Financial Advisors Are Coaches

After several weeks of watching second and third string players battle it out on the pre-season grid iron, we have finally made it to the opening day of football season as the Steelers and Patriots face off in Foxbourough tonight.

And, as I was reading the sports section this morning, I got to thinking about how being a financial advisor is a lot like being a head football coach.

Like a head coach, you “Win” or “Lose” each year depending on your performance and AUM growth.

Like a head coach, you have to deal with an increasing number of distractions that makes it harder than ever to just focus on “Winning”:

  • Owners with unreasonable expectations of success and very short leashes (for an FA, that’s the brokerage firm’s annual production targets).
  • Onerous league rules and hyper sensitive game officials (for an FA, that’s the compliance department).
  • Rabid fan bases who demand success and have no patience for building a winner (for an FA, that’s demanding clients who want all the gains when the market goes up and none of the losses when it goes down).
  • A hyperbolic media that blows losses out of proportion and riles up the fan base (for an FA that’s the financial media that’s becoming more sensational every day). 

The modern coach and the modern Financial Advisor have to constantly manage all these different relationships just to keep their jobs.

And managing these relationships makes it harder to do what the coach or FA is hired to do – TO WIN (and in the FA’s case, protect client portfolios and outperform).

The best coaches tackle these difficulties by having a great play book.

The best advisors also have a “market playbook” like The Sevens Report that they can refer to every trading day to help them navigate any market condition.

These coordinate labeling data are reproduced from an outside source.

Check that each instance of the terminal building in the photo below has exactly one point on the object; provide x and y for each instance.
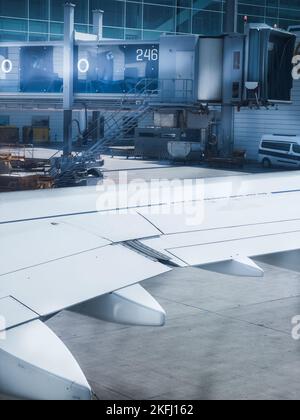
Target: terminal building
(134, 32)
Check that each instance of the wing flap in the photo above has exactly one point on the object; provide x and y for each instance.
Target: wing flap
(13, 313)
(51, 287)
(244, 247)
(28, 244)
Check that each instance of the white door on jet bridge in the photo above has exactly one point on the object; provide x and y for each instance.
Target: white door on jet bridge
(185, 64)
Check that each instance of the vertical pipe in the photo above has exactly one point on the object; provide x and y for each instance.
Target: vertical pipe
(227, 125)
(98, 23)
(69, 28)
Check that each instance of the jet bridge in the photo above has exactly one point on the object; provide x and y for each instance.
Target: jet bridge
(230, 68)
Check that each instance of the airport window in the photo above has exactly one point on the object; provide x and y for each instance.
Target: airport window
(296, 148)
(4, 120)
(40, 121)
(284, 147)
(131, 19)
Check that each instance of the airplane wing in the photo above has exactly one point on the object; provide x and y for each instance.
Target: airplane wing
(60, 250)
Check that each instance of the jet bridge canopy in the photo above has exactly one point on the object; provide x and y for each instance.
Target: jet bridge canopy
(227, 69)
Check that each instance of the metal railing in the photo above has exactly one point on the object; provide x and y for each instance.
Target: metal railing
(130, 110)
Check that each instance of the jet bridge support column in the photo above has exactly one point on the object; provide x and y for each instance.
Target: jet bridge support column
(227, 130)
(69, 29)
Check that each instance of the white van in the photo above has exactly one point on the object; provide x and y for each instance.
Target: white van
(279, 150)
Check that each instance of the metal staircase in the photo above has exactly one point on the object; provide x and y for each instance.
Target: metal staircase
(130, 109)
(121, 116)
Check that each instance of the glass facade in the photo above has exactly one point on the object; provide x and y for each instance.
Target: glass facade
(38, 20)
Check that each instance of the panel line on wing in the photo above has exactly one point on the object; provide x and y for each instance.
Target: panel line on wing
(232, 240)
(54, 260)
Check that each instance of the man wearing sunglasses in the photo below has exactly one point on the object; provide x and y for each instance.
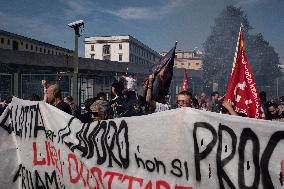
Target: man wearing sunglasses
(184, 99)
(99, 110)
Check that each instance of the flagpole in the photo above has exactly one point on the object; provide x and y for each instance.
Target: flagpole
(237, 48)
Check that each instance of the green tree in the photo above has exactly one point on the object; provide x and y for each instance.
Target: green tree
(220, 49)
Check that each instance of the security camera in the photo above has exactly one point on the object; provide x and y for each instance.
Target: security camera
(77, 24)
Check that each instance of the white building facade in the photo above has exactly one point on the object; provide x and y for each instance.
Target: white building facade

  • We make sure that all of our subscribers can quickly and confidently explain all of the latest goings on in the market to nervous clients, because every day we give them the information they need to know onStocks, Bonds, Commodities, Currencies, and the latest Economic data.  
  • When it’s time for advisors to be on offense, we provide tactical strategies that have helped our subscribers outperform.  
  • When it’s time for advisors to be defensive, we provide strategies designed to protect client portfolios.

While a head coach’s best friend in overtime is his playbook, a financial advisors greatest asset is his or her research when the markets get volatile, because we all know there is not enough time to read the entire WSJ before the phone calls start pouring in when the DOW falls 1000 points in the first half hour of the trading day.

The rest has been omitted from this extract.